İlk dinlenme molasını sabaha karşı Selçuk Kalesi'nin yakınlarındaki, tren yolunun yanından geçtiği büyükçe bir tesiste alıyoruz. Yöresel incik boncuk, sabunlar ve Şirince şarapları vb satın alma imkanınız var.
Selçuk Kalesi geniş bir alanı kaplamakta. Sanırım Ayasuluk
diye bir ismi daha var. Bizans yapısı bir kale alma Selçuklular tarafından
alındığında ve sonraları Osmanlı zamanında da iyice tahkim edilmiş. Selçuk, Malazgirt'ten sonraki ilk çeyrek yüzyıl içerisinde ele geçirilmiş sonrasında da
bu yakınlarda Bizansla yapılan bir savaş sonrasında alınan ağır bir yenilgi
karşılığında bırakılmak zorunda kalınmış.
Buraya
yakın, tepelerin üzerinde (Kalealtı denilen mevki ) bir kale daha var. Bu kale
her yöne çekilen efsanesiyle Keçi Kalesi olmalı. Kızılhisar da denilmekte. Öyle
bir zirvede ki ne buralarda dolanan bir işgal ordusu bu kaleyi kuşatabilir nede
kaledekiler ta o tepeden inip rakip orduya saldırabilir. Gelelim efsanesine.

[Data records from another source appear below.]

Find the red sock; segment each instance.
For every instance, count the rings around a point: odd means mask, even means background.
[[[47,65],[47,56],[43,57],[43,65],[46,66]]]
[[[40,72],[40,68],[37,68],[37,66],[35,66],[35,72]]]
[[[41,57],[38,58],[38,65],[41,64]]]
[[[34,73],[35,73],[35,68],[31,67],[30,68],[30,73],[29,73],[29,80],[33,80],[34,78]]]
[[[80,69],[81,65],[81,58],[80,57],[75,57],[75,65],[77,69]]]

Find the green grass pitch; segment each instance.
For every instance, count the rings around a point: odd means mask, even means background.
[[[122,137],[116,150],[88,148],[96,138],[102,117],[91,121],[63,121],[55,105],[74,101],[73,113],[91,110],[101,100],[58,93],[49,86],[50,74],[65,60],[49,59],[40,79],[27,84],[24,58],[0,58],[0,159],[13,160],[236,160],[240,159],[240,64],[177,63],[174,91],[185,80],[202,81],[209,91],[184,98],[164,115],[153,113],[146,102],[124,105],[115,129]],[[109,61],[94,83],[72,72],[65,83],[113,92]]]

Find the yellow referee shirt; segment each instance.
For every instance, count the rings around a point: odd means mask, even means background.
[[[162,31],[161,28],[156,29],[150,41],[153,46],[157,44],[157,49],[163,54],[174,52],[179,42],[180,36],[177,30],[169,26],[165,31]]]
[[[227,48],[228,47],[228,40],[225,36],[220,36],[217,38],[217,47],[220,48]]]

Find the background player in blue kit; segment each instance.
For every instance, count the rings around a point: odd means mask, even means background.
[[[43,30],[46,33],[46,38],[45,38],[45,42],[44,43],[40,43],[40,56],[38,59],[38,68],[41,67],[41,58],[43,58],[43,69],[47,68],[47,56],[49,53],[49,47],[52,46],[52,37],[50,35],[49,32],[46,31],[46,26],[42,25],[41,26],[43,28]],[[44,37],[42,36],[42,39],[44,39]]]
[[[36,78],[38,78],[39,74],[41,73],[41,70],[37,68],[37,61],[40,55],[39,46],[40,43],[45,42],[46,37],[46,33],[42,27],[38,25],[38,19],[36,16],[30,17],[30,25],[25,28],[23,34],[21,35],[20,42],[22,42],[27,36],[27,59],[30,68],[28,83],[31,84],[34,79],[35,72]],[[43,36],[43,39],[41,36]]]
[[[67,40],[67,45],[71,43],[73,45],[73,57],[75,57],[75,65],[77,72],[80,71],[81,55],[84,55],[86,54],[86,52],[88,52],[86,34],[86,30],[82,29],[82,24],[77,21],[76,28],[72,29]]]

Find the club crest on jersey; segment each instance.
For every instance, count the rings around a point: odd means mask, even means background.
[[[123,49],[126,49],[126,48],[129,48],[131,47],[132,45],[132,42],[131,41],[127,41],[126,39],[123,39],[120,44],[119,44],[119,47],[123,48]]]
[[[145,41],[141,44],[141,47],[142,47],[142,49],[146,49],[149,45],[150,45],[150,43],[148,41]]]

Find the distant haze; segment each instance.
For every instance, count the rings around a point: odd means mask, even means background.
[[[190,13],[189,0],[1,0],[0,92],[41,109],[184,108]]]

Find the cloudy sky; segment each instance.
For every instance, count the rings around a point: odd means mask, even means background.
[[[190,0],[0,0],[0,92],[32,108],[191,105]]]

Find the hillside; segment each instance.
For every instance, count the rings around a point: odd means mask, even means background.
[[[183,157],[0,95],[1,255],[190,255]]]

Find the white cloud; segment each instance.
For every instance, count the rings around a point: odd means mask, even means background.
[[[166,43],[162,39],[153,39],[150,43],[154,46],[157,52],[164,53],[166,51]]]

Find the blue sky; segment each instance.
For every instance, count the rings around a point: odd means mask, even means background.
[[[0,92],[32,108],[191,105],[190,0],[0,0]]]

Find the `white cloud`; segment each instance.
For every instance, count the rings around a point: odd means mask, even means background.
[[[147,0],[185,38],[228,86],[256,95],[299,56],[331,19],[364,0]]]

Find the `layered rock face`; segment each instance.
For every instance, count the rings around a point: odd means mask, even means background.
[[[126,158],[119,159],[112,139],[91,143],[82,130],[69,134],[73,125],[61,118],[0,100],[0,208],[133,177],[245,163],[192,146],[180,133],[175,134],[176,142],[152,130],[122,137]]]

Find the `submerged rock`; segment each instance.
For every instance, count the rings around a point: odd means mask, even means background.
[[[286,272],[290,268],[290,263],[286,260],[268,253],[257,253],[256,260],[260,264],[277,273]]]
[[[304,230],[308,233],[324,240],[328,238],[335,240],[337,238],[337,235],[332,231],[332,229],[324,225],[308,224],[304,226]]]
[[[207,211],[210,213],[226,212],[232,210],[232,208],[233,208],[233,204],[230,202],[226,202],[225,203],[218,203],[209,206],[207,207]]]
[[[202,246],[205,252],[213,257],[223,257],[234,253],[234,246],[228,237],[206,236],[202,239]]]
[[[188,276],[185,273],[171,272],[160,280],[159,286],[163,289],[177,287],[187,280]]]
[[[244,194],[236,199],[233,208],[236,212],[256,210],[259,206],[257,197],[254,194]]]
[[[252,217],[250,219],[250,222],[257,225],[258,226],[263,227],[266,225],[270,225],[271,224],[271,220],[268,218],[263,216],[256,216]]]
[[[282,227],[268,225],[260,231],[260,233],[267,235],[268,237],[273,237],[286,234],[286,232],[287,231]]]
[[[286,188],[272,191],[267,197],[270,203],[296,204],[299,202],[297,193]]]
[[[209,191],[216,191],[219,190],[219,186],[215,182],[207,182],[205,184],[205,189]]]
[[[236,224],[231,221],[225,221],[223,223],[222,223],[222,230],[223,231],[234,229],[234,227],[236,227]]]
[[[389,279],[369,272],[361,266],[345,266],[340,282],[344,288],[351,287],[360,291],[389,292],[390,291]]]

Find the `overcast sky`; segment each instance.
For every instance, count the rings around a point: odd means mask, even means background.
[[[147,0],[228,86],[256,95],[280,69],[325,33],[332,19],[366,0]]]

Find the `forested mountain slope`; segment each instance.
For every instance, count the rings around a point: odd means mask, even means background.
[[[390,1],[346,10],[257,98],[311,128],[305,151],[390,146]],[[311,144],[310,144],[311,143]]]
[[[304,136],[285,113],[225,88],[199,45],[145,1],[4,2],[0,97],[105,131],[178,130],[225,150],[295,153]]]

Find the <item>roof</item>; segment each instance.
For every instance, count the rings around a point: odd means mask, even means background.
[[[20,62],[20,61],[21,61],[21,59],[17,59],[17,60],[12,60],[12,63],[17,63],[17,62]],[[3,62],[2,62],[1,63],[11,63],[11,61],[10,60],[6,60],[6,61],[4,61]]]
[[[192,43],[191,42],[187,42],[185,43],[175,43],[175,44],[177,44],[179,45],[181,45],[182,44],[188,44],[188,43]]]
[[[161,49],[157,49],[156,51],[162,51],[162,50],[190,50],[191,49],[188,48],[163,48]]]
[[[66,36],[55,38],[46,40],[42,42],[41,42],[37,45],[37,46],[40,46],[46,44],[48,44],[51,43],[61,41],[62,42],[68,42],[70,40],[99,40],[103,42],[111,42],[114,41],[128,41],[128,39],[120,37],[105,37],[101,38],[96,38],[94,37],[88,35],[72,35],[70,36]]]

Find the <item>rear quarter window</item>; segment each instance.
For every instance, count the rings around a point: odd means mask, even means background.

Fakat peşinen söyleyeyim hikayenin her versiyonunda kuşatanlar ve
kuşatılanların isimleri değişmekte. Neyse kale alınmaz bir yerde olmasının
avantajı ile bir komutanı cezbeder (bazı versiyonlarda da kale komutanının
güzel bir kızı da vardır. ) Kalabalık bir ordu ile dağın eteklerinde kamp
kurar. Oysa kaledekilerin uzun bir kuşatmayı yada inatçı bir saldırıyı
göğüsleyebileceği bir askeri gücü yoktur. Ama denildiği gibi bir ordunun gücü
düşmanının bildiği kadardır; kaledekiler, kalede tutulan keçilerin üzerine
fenerler ,meşaleler bağlayıp gün doğumuna yakın alacakaranlıkta yamaçtan
aşağıya sürerler. Kuşatanlar uyku sersemliği içinde ,karanlığında etkisiyle bu
gürültücü kalabalığı görünce paniğe kapılıp dağılırlar. Bunun ardından kaledeki
atlılar bir huruç hareketi deneyerek kuşatanları bozgunu uğratıp kaçırırlar.
Neyse İzmir üzerinden Priene antik kentine geliyoruz. Hava oldukça sıcak ama yapacak bir şey yok. İki bin yıl önce deniz kıyısında olan bu şehir onca zaman Menderes Nehri ‘nin taşıdığı alüvyon ile oluşan ovanın gerisinde kalmış. Önce bu kentlerle ilgili bilgiyi verip gözlemlerime geçeceğim.
Priene (şimdiki ismi. Samsun Kale) Mycale Samsun Dağı eteklerinde
kurulmuş bir İyon şehridir. Şehir Menderes nehrinin 10 km kuzeyindedir. Şehir
kurulduğunda deniz kıyısındaydı. Menderesin alüvyonu nedeniyle şehir şimdi
kilometrelerce kara içerisindedir.
Belus un oğlu Aegyptus yönetiminde İyonlar tarafından kurulduğu
kabul edilir. Şehir sonra Lidya lı Ardys tarafından alınır.MO 6. yy in
ortalarında şehrin "Bilge"si Bias yönetiminde, şehir tekrar canlandı
ve zenginleşti. MO 545 yılında Pers Kralı Cyrus (Kurash) tarafından ele
geçirildi. Şehir Perslere karşı İyon Başkaldırısı na (MO 499) 12 gemi ile
katildi. Komşusu Samos (Sisam) ile ortaya çıkan anlaşmazlıklar ve Büyük
İskender in ölümünün ardından çıkan karışıklar dolayısıyla şehir güçsüzleşti.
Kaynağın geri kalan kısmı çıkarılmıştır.